We are being Put to the Test

We must both take in refugees and preserve our culture and way of living.

A flood of migrants is coming to Europe. They are fleeing chaos and war. They are from all levels of society. The vast majority would have remained in their homelands if they had been able. But as a result of violence, political ineptitude and ideological tugs-of-war, combined with Western policy that has basically been a failure, the situation has become hopeless. They see no other option than to flee.

Refugees at Budapest Keleti railway station in September 2015. Photo: Rebecca Harms. cc-by-sa-2.0.

Our openness and generosity are being put to the test. Turning our backs or making unrealistic assertions that we can help these people where they are is not an option. This does not mean, however, that the choices are straightforward. Just as the primary responsibility of every parent is to bring up and assist his or her own children, our political leaders have a responsibility to take care of their own country. Political leaders should preferably hand over a country and its political system to the next generation in better condition that when they themselves took it over.

That leads us to the question: is it possible to preserve what we can broadly call our European culture(s) and identity while at the same time taking in large numbers of migrants?

At the same time as this question is important, the raising of it seems to assume that our culture and identity are static. But identity is not static – it evolves. Calculations about how many Norwegians will “not be Norwegian” in 2050 are of limited value. For a great deal will happen between now and 2050 – also involving those migrants who will remain here.

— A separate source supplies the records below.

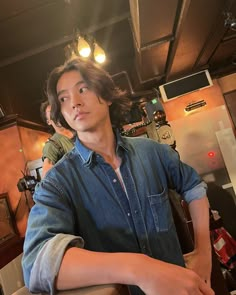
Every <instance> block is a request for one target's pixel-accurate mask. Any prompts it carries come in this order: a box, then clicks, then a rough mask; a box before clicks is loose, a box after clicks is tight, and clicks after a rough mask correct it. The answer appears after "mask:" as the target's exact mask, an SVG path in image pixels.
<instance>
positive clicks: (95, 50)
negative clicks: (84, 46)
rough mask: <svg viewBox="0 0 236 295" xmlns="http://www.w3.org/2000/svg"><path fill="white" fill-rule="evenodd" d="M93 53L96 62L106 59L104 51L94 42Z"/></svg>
mask: <svg viewBox="0 0 236 295" xmlns="http://www.w3.org/2000/svg"><path fill="white" fill-rule="evenodd" d="M93 55H94V59H95V60H96V62H98V63H104V61H105V60H106V54H105V51H104V50H103V49H102V48H101V47H100V46H99V45H98V44H97V43H94V51H93Z"/></svg>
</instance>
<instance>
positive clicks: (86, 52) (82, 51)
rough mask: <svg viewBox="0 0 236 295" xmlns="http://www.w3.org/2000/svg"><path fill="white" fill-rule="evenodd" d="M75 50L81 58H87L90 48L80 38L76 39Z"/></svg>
mask: <svg viewBox="0 0 236 295" xmlns="http://www.w3.org/2000/svg"><path fill="white" fill-rule="evenodd" d="M77 50H78V53H79V55H81V56H82V57H88V56H89V55H90V53H91V48H90V46H89V44H88V42H87V41H86V40H85V39H84V38H82V37H81V36H79V37H78V42H77Z"/></svg>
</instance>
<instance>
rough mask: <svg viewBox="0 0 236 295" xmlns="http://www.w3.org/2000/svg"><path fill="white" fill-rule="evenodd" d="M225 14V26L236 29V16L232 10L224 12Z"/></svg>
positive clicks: (224, 13) (229, 27)
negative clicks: (233, 14) (230, 10)
mask: <svg viewBox="0 0 236 295" xmlns="http://www.w3.org/2000/svg"><path fill="white" fill-rule="evenodd" d="M224 15H225V16H226V19H225V23H224V26H225V27H226V28H230V29H231V30H233V31H236V18H235V17H233V15H232V13H231V12H224Z"/></svg>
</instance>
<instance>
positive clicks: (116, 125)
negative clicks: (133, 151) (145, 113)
mask: <svg viewBox="0 0 236 295" xmlns="http://www.w3.org/2000/svg"><path fill="white" fill-rule="evenodd" d="M70 71H78V72H79V73H80V75H81V76H82V78H83V79H84V82H85V83H86V84H87V85H88V87H89V88H90V89H91V90H93V91H94V92H95V93H96V95H97V96H98V97H101V98H102V99H104V100H105V101H110V102H112V104H111V105H110V107H109V110H110V119H111V123H112V126H113V127H114V128H120V127H121V126H122V124H124V123H125V121H126V117H127V113H128V111H129V108H130V106H131V102H130V100H129V98H128V97H127V96H126V93H125V92H124V91H121V90H120V89H118V88H117V87H116V86H115V84H114V82H113V80H112V79H111V77H110V75H109V74H108V73H107V72H106V71H104V70H103V69H102V68H101V67H99V66H98V65H96V64H95V63H94V62H92V61H90V60H83V59H81V58H75V59H72V60H69V61H67V62H66V63H65V64H64V65H62V66H59V67H57V68H55V69H54V70H53V71H52V72H51V73H50V75H49V78H48V80H47V86H46V88H47V89H46V91H47V96H48V100H49V103H50V105H51V118H52V120H53V121H54V122H55V123H56V124H60V125H61V126H63V127H65V128H67V129H71V127H70V126H69V125H68V124H67V122H66V121H65V119H64V117H63V116H62V113H61V105H60V102H59V100H58V97H57V90H56V88H57V83H58V80H59V79H60V77H61V76H62V75H63V74H64V73H67V72H70Z"/></svg>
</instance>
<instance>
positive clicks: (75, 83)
mask: <svg viewBox="0 0 236 295" xmlns="http://www.w3.org/2000/svg"><path fill="white" fill-rule="evenodd" d="M84 83H85V82H84V81H83V80H80V81H78V82H77V83H75V85H73V86H72V87H71V88H74V87H75V86H79V85H81V84H84ZM71 88H69V89H62V90H60V91H59V92H57V96H59V95H60V94H62V93H64V92H66V91H68V90H70V89H71Z"/></svg>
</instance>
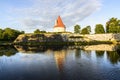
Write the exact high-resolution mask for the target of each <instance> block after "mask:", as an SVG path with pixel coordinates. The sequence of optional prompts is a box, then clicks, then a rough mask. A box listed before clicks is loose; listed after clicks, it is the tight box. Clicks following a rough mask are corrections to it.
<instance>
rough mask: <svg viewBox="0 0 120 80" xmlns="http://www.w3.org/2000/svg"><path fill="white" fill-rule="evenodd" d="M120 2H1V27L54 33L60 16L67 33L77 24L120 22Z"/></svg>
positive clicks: (65, 1)
mask: <svg viewBox="0 0 120 80" xmlns="http://www.w3.org/2000/svg"><path fill="white" fill-rule="evenodd" d="M119 3H120V0H0V28H2V29H4V28H6V27H10V28H14V29H18V30H24V31H26V32H33V31H34V30H35V29H40V30H47V31H53V26H54V21H55V19H56V18H57V16H58V15H60V16H61V17H62V19H63V22H64V24H65V25H66V27H67V31H73V29H74V27H73V26H74V25H75V24H79V25H81V27H82V28H83V27H85V26H87V25H90V26H91V27H92V31H93V32H94V26H95V24H98V23H101V24H103V25H105V22H106V21H108V20H109V19H110V18H111V17H116V18H118V19H120V10H119V8H120V6H119Z"/></svg>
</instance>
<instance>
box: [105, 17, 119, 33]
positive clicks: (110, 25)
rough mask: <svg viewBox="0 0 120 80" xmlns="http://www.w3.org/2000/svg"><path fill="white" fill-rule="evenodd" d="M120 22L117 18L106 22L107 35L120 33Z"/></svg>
mask: <svg viewBox="0 0 120 80" xmlns="http://www.w3.org/2000/svg"><path fill="white" fill-rule="evenodd" d="M119 29H120V20H118V19H117V18H114V17H113V18H111V19H110V20H109V21H108V22H106V32H107V33H120V30H119Z"/></svg>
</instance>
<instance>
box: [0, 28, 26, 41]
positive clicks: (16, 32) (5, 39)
mask: <svg viewBox="0 0 120 80" xmlns="http://www.w3.org/2000/svg"><path fill="white" fill-rule="evenodd" d="M20 34H24V31H18V30H14V29H11V28H5V29H4V30H2V29H0V41H13V40H15V39H16V38H17V36H18V35H20Z"/></svg>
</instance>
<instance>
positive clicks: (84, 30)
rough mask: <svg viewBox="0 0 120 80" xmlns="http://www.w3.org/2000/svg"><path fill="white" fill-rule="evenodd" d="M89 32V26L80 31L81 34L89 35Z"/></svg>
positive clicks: (82, 29)
mask: <svg viewBox="0 0 120 80" xmlns="http://www.w3.org/2000/svg"><path fill="white" fill-rule="evenodd" d="M90 32H91V27H90V26H86V27H85V28H83V29H82V30H81V34H90Z"/></svg>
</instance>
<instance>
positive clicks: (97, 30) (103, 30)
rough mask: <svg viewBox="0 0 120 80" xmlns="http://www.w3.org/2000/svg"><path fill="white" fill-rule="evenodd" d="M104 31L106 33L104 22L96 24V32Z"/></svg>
mask: <svg viewBox="0 0 120 80" xmlns="http://www.w3.org/2000/svg"><path fill="white" fill-rule="evenodd" d="M103 33H105V30H104V27H103V25H102V24H96V26H95V34H103Z"/></svg>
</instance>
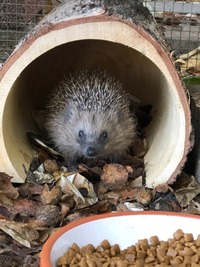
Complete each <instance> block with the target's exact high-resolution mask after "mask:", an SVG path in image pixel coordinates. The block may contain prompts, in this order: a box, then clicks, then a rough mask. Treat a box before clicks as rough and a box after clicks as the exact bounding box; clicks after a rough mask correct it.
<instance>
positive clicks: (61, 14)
mask: <svg viewBox="0 0 200 267" xmlns="http://www.w3.org/2000/svg"><path fill="white" fill-rule="evenodd" d="M96 66H100V67H103V68H106V69H108V70H109V71H110V72H111V73H112V74H113V75H115V76H117V77H118V78H119V79H120V80H121V81H122V83H123V84H124V86H125V88H126V89H127V90H129V91H130V93H132V94H133V95H135V96H136V97H137V98H138V99H140V100H141V102H142V104H151V105H153V109H152V116H153V120H152V122H151V123H150V125H149V126H148V128H147V129H146V136H147V142H148V151H147V153H146V155H145V163H146V173H147V177H146V183H147V186H148V187H153V186H155V185H157V184H159V183H163V182H168V183H172V182H173V181H174V180H175V179H176V176H177V174H178V173H179V172H180V171H181V168H182V167H183V165H184V163H185V161H186V155H187V152H188V150H189V148H190V140H189V139H190V131H191V125H190V111H189V107H188V103H187V99H186V95H185V92H184V89H183V87H182V85H181V82H180V80H179V77H178V74H177V72H176V69H175V67H174V64H173V62H172V60H171V59H170V57H169V53H168V47H167V45H166V43H165V40H164V37H163V34H162V31H161V30H160V29H159V27H158V26H157V24H156V23H155V21H154V20H153V18H152V16H151V14H150V12H148V9H147V8H145V7H143V6H142V5H141V4H140V1H132V0H126V1H123V2H122V1H120V0H113V1H111V0H109V1H108V0H104V1H103V0H101V1H100V0H99V1H89V0H82V1H73V0H70V1H67V2H66V3H65V4H63V5H62V6H58V7H57V8H56V9H55V10H54V11H53V12H51V13H50V14H48V15H47V16H46V17H45V19H44V20H43V21H41V22H40V24H39V25H38V26H37V27H36V28H35V29H34V30H33V31H31V32H30V33H29V34H28V35H27V36H26V37H25V38H24V39H23V40H22V41H21V42H20V43H19V45H18V46H17V47H16V49H15V51H14V52H13V54H12V55H11V56H10V58H9V59H8V60H7V62H6V63H5V65H4V66H3V68H2V69H1V71H0V79H1V82H0V94H1V105H0V106H1V107H0V146H1V151H0V167H1V169H2V170H4V171H5V172H7V173H8V174H9V175H11V176H13V177H14V178H13V180H14V181H23V179H25V174H24V171H23V168H22V164H24V165H25V166H26V167H28V166H29V164H30V159H31V157H32V150H31V148H30V145H29V143H28V141H27V140H26V138H25V134H26V131H27V130H34V129H35V125H34V121H33V118H32V111H36V110H37V109H40V108H42V107H44V105H45V102H46V98H47V95H48V94H49V92H50V90H52V89H53V88H54V86H55V85H56V84H57V83H58V81H59V80H60V79H61V78H62V77H63V76H64V75H65V74H66V73H67V72H68V71H69V70H70V69H79V68H85V67H96ZM16 159H17V160H16Z"/></svg>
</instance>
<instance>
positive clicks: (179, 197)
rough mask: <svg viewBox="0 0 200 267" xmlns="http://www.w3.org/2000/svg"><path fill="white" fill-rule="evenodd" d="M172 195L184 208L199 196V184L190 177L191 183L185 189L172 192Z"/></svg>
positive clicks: (182, 188)
mask: <svg viewBox="0 0 200 267" xmlns="http://www.w3.org/2000/svg"><path fill="white" fill-rule="evenodd" d="M174 194H175V196H176V198H177V200H178V201H179V203H180V204H181V205H182V206H186V205H188V204H189V203H190V201H191V200H193V199H194V198H195V197H196V196H197V195H198V194H200V184H199V183H198V182H197V181H196V180H195V178H194V176H191V182H190V184H188V185H187V187H185V188H181V189H178V190H175V191H174Z"/></svg>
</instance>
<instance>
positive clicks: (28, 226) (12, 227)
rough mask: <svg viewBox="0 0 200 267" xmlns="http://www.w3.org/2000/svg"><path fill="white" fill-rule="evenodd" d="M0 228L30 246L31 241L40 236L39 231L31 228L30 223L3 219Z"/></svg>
mask: <svg viewBox="0 0 200 267" xmlns="http://www.w3.org/2000/svg"><path fill="white" fill-rule="evenodd" d="M0 229H1V230H2V231H4V232H5V233H7V234H8V235H10V236H11V237H12V238H13V239H14V240H16V241H18V242H19V243H20V244H22V245H23V246H25V247H28V248H30V247H31V242H32V241H33V240H35V239H37V238H38V237H39V234H38V231H35V230H34V229H32V228H30V227H29V226H28V224H23V223H18V222H11V221H2V220H1V221H0Z"/></svg>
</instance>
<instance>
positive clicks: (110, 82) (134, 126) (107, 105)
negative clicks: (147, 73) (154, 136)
mask: <svg viewBox="0 0 200 267" xmlns="http://www.w3.org/2000/svg"><path fill="white" fill-rule="evenodd" d="M45 110H46V112H45V113H46V118H45V124H44V126H45V129H46V132H47V135H48V137H49V138H50V140H51V141H52V142H53V144H54V145H55V148H56V149H57V150H58V151H59V152H60V153H61V154H62V155H63V157H64V159H65V161H66V165H67V166H68V167H70V166H75V165H76V162H77V160H78V159H80V158H85V159H90V158H95V159H98V158H100V159H109V160H110V161H111V162H119V161H120V159H121V158H123V157H124V156H125V155H126V154H127V151H128V149H129V148H130V146H131V145H132V144H133V141H134V139H135V136H136V118H135V115H134V114H133V112H132V111H131V109H130V100H129V94H128V92H126V91H125V89H124V88H123V85H122V83H121V82H120V81H119V80H118V79H116V78H115V77H114V76H112V75H111V74H110V73H108V71H106V70H102V69H99V68H98V69H84V70H77V71H73V72H70V74H69V75H68V76H66V77H65V78H64V79H63V80H61V81H60V82H59V83H58V86H57V87H56V88H55V89H54V90H53V92H52V93H51V94H50V97H49V100H48V101H47V105H46V107H45Z"/></svg>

In any event, this is not an easy balancing act. We must both open our doors to desperate refugees and preserve important aspects of our culture and way of living. We will not manage the latter by refusing to extend hospitality. Such hospitality and the generous help that must follow are themselves part of our cultural heritage. But at the same time, we should actively protect and develop those values that form the foundations of our society. If we succeed in this balancing act, we can both make the correct moral choices now and preserve a secure Norway and Europe for the future – a Norway and Europe that can both integrate the new and safeguard the old.

  • A slightly shorter Norwegian version of this text was printed in Vårt Land Monday, September 7, 2015.